Monday, Jan. 16, 1995
The Case Against the States
By Michael Kinsley
The fancy word is "subsidiarity." it's the principle that public functions should be performed at the lowest possible level of government -- the one closest to the citizens. The world is in a frenzy of subsidiarity at the moment. The former Soviet empire divides and subdivides into ever smaller sovereign units. In Western Europe, there is a rebellion against the "bureaucrats of Brussels," headquarters of the European Union. And here in the United States, a recurring theme of the Gingrich Ascendancy is that this or that Federal Government program should be turned over to the states. State governments, it is argued, are more efficient and better attuned to the wishes of the people.
Subsidiarity is a good principle, in the abstract. What's more, in the United States it has the imprimatur of the Constitution. In our system, basic sovereignty is supposed to reside in the separate states. The Federal Government has only specifically delegated powers. Louis Brandeis famously described a state as a "laboratory ... of social and economic experiments," able to try out public policy in a way the lumbering national government cannot. But subsidiarity is not the only principle of good government, and there are good reasons for skepticism about the current fad for solving every problem of the nation (welfare, health care, environmental regulation, etc.) by dumping it on the separate states.
Above all, this is an evasion. We are all citizens of the states, as well as the nation, and to say that some problem should be "handled by the states" does not make it go away. The great questions of government are what functions it should perform and how it should perform them. Should we or should we not supply health insurance to those who can't afford it? Should we or should we not require welfare mothers to work? What level of government should perform these functions is an inherently less interesting, and important, question.
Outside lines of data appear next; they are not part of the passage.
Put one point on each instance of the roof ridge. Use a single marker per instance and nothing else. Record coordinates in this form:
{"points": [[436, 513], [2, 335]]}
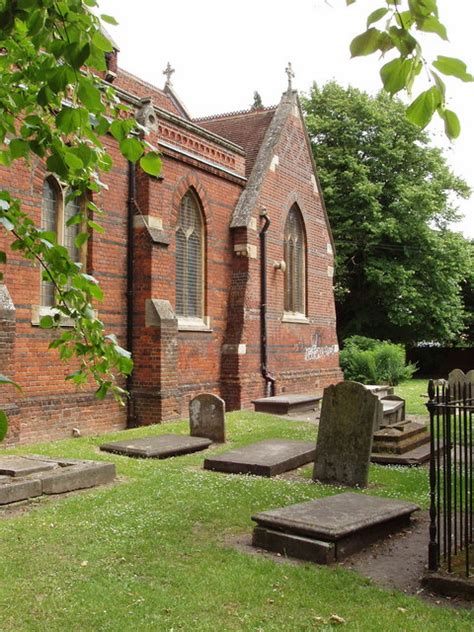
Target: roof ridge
{"points": [[141, 81], [213, 117]]}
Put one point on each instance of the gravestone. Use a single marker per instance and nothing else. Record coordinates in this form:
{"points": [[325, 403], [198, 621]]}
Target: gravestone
{"points": [[349, 416], [206, 417]]}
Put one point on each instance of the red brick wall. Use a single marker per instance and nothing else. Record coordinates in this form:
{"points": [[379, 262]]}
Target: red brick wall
{"points": [[172, 366]]}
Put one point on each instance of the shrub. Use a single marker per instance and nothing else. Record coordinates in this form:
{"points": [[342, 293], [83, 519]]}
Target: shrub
{"points": [[371, 361]]}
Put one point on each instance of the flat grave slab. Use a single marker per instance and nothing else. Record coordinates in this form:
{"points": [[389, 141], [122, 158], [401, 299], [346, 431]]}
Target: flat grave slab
{"points": [[160, 447], [328, 529], [285, 404], [22, 466], [265, 458], [33, 476]]}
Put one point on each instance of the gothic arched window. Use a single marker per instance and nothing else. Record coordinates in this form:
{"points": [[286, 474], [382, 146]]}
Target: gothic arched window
{"points": [[55, 213], [295, 258], [190, 259]]}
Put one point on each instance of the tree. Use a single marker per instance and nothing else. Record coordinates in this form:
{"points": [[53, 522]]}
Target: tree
{"points": [[402, 21], [53, 104], [390, 197]]}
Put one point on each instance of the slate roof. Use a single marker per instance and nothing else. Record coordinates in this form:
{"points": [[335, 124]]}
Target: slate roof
{"points": [[246, 129], [164, 99]]}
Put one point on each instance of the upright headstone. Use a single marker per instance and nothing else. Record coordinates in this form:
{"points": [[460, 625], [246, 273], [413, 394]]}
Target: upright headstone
{"points": [[206, 417], [349, 416]]}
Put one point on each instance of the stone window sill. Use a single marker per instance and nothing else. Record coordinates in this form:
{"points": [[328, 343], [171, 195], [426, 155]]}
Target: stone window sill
{"points": [[194, 324], [295, 317], [38, 311]]}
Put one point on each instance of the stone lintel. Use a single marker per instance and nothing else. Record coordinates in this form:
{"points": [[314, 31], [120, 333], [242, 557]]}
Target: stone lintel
{"points": [[159, 312]]}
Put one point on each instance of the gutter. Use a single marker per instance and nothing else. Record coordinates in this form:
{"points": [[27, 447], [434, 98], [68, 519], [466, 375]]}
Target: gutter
{"points": [[267, 376], [132, 186]]}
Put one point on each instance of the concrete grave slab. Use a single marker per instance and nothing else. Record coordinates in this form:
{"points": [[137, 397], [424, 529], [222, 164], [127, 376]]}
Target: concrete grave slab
{"points": [[159, 447], [288, 403], [33, 476], [265, 458], [23, 465], [207, 417], [328, 529]]}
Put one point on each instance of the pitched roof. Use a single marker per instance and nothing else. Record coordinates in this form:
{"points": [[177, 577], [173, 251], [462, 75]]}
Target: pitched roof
{"points": [[164, 99], [246, 129]]}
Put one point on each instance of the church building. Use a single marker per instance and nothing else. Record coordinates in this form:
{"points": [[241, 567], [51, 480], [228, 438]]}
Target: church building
{"points": [[218, 274]]}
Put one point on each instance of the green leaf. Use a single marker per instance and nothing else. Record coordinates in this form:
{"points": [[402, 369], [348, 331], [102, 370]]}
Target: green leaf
{"points": [[6, 223], [395, 74], [151, 163], [47, 322], [109, 19], [452, 126], [19, 148], [90, 95], [131, 149], [452, 67], [366, 43], [81, 239], [433, 25], [3, 425], [421, 111], [376, 15]]}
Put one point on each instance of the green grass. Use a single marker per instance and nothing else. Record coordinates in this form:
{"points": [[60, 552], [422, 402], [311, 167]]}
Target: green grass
{"points": [[155, 551], [413, 392]]}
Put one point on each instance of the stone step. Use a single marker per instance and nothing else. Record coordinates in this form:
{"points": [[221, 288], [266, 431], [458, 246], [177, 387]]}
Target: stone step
{"points": [[329, 529], [287, 403]]}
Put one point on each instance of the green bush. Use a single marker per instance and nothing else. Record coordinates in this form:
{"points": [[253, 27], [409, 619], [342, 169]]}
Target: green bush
{"points": [[371, 361]]}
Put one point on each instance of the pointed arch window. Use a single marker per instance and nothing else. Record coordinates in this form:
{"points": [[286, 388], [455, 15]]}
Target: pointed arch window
{"points": [[190, 259], [56, 211], [295, 258]]}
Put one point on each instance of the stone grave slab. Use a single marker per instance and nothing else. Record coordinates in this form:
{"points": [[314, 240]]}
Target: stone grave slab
{"points": [[329, 529], [349, 416], [287, 403], [32, 476], [265, 458], [23, 465], [159, 447], [207, 417]]}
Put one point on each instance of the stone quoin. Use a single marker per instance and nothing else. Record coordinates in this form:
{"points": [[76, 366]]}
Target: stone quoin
{"points": [[197, 271]]}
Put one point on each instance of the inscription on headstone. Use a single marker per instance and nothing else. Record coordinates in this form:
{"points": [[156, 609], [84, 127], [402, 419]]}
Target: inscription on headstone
{"points": [[206, 417], [349, 415]]}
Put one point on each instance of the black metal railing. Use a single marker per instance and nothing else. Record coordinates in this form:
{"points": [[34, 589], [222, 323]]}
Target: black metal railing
{"points": [[451, 407]]}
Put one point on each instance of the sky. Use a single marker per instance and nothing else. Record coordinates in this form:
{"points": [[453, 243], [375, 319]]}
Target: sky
{"points": [[222, 51]]}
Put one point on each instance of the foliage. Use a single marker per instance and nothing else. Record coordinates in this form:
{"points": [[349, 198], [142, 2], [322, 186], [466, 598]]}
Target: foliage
{"points": [[414, 392], [390, 197], [371, 361], [158, 549], [403, 22], [55, 108]]}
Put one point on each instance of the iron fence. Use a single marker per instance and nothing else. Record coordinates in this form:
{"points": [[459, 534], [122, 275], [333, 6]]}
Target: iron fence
{"points": [[451, 534]]}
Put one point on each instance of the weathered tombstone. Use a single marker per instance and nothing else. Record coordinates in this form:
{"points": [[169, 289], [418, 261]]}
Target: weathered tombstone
{"points": [[206, 417], [349, 416]]}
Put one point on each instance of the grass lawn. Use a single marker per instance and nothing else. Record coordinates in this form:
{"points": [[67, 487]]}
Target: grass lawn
{"points": [[413, 392], [154, 551]]}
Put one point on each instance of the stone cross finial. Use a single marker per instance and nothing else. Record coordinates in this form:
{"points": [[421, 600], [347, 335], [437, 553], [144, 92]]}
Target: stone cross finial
{"points": [[291, 75], [168, 71]]}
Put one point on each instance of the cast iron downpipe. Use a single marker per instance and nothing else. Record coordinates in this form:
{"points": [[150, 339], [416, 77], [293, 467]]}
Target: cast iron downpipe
{"points": [[132, 187], [269, 379]]}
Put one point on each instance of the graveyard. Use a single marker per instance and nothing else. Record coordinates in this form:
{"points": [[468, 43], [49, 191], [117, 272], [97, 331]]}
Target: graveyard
{"points": [[167, 545]]}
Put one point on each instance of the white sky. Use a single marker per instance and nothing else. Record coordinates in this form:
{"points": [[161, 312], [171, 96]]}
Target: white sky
{"points": [[225, 50]]}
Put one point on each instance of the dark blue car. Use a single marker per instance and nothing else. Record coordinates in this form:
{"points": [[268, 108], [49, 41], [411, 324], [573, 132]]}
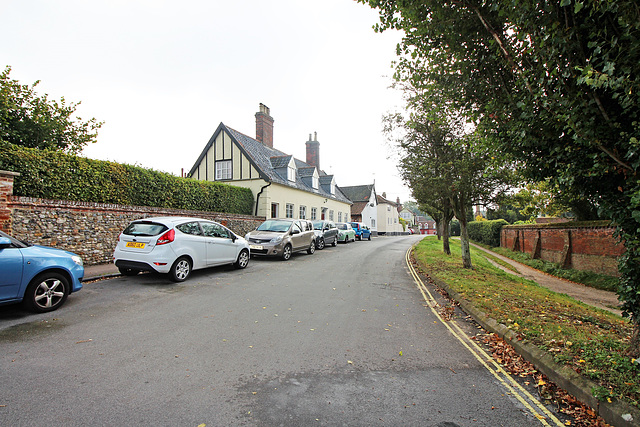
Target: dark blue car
{"points": [[362, 230], [38, 276]]}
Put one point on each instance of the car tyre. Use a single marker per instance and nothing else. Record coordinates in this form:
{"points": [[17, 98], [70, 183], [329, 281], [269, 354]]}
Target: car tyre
{"points": [[286, 253], [180, 270], [46, 292], [243, 259], [128, 271]]}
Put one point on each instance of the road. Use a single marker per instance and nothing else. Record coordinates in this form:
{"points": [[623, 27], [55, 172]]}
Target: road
{"points": [[341, 337]]}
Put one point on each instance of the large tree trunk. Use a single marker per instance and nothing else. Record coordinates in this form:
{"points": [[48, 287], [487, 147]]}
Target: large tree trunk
{"points": [[464, 243]]}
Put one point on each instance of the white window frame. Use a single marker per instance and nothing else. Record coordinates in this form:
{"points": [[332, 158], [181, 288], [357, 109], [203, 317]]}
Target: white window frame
{"points": [[224, 170]]}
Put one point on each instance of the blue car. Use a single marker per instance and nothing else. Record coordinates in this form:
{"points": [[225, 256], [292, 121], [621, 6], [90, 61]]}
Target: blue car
{"points": [[362, 230], [38, 276]]}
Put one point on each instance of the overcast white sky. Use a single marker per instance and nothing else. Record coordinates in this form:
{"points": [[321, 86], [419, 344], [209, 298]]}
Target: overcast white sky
{"points": [[162, 75]]}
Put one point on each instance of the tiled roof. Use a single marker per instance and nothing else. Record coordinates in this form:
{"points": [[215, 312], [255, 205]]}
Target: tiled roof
{"points": [[263, 159], [358, 193]]}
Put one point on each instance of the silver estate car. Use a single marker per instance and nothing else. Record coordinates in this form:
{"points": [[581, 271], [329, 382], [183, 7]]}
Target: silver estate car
{"points": [[282, 237]]}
Brandeis may have been correct that the states are better able to experiment in search of novel public-policy solutions. But most public-policy dilemmas of today do not await novel solutions. They await the simple will to make unpleasant tradeoffs between our desire for government services and our desire not to pay for them. The notion that there is some novel solution out there waiting to be discovered -- one that avoids the need for such trade-offs -- is a childish fantasy.
As envisioned by the Republicans since the election, turning it back to the states is an evasion in a cruder sense as well. They propose bundling the money now being spent on various federal programs (like food stamps) into "block grants" for the states to spend as they please. But, in the process of bundling, the Republicans propose to slice up to 20% off the total, on the unproved assumption that the states can deliver equivalent services that much more efficiently.
Subsidiarity, then, is often just an intellectual and financial free lunch. And there are other problems as well. To function properly, government must be a monopoly. We can argue, as we do, about what taxes and regulations ought to be imposed on individual citizens, and what benefits ought to be made available. Even after that argument is settled democratically, though, subsidiarity can make the settlement hard to enforce.
The citizens of every state in the union, for example, could decide to have a certain air-pollution standard for factories. But without a national standard, companies will inevitably play one state against the other, and every state will end up with a lower standard than all of them would prefer. Similarly, the individual states might all wish to guarantee universal health care for their citizens. But none could afford to be flooded with uninsured sick people from its neighboring states. If health-care reform is left to the states, all of us might end up forgoing a social benefit that most of us would choose to enjoy.
A final consideration against the principle of subsidiarity is the principle of patriotism. Whatever the Constitution may say, most of us feel a greater loyalty to the United States as a nation than we do to the individual states. The reason we feel inclined to treat poverty, for example, as a social problem rather than an individual tragedy is that these are fellow Americans who are suffering. That's also why we wish to help them more than we wish to help, say, a citizen of Zaire. Few of us feel less of this patriotic fellow feeling for residents of Mississippi than we do for residents of Connecticut. If welfare is left entirely to the states, a poor state like Mississippi will inevitably be less generous than a rich state like Connecticut. Does that make sense?
Subsidiarity enthusiasts are often quite two-faced about it. When there is a social problem they really think is pressing, they tend to lose their ^ enthusiasm for turning it over to the states. Although crime is traditionally a matter for state and local governments, politicians in Washington these days compete vigorously to federalize the most categories of criminal behavior and spend the most out of the federal Treasury to build prisons.
Don't get me wrong. The states are nice to have around. I live in one myself. But "turn it over to the states" is a trivial answer to any policy puzzle -- even when it happens to be correct.